PSC Chair Sally Talberg said the new energy laws provide a “pretty tremendous upside for Michigan.”
“At the end of the day it’s going to keep prices down, make things more reliable,” Talberg said.
An advantage over the last rewrite of energy law in 2008, Brader said, is “we’ve got a law that’ll allow us to be responsive” and more flexible to changes in the energy landscape.
“We’re no longer assuming we know the future. We have an off-ramp,” Ms. Brader said.
She said one example is if a project gets underway but later needs to be halted and abandoned during the process for reasons such as not being viable. It’s an option some other states don’t have.
Brader said the overall flexibility built into the new energy laws is a potential model for other states to follow.
Talberg said the shortened timeline for rate cases in the law will allow for a more streamlined process to expedite decisions.

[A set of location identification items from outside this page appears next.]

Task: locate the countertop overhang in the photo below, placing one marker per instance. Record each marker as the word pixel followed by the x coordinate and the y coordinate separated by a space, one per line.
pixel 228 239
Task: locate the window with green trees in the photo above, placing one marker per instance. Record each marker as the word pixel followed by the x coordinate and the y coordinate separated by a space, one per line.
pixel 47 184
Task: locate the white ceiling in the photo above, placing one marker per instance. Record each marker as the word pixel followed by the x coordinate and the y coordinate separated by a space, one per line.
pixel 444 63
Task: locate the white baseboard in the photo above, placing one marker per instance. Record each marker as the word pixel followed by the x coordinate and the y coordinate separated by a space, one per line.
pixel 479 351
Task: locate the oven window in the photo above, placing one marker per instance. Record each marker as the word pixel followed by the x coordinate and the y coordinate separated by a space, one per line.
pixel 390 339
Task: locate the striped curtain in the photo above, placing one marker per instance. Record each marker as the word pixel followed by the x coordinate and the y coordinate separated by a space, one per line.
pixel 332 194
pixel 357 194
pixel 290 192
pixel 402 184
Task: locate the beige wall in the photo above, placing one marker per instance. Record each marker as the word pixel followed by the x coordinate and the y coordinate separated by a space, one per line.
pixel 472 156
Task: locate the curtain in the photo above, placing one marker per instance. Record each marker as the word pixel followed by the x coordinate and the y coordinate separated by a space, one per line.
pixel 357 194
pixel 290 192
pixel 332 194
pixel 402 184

The certificate of necessity filing requirements also allow for other entities to provide feedback, which can bring other valuable input to the proceedings.
Next month the PSC will have public hearings in Livonia, Grand Rapids and Marquette for comment on a proposed draft plan for what rate-regulated utilities will be required to provide when filing integrated resource plans with the state.
Items to be included in the IRP for consideration will be energy waste reduction, environmental requirements and modeling scenarios to test the utility’s plans. The purpose of IRPs is to have utilities have identified options for meeting electricity needs.
Talberg said the IRPs will allow the PSC “to look at the full picture before us.”
This story was published by Gongwer News Service.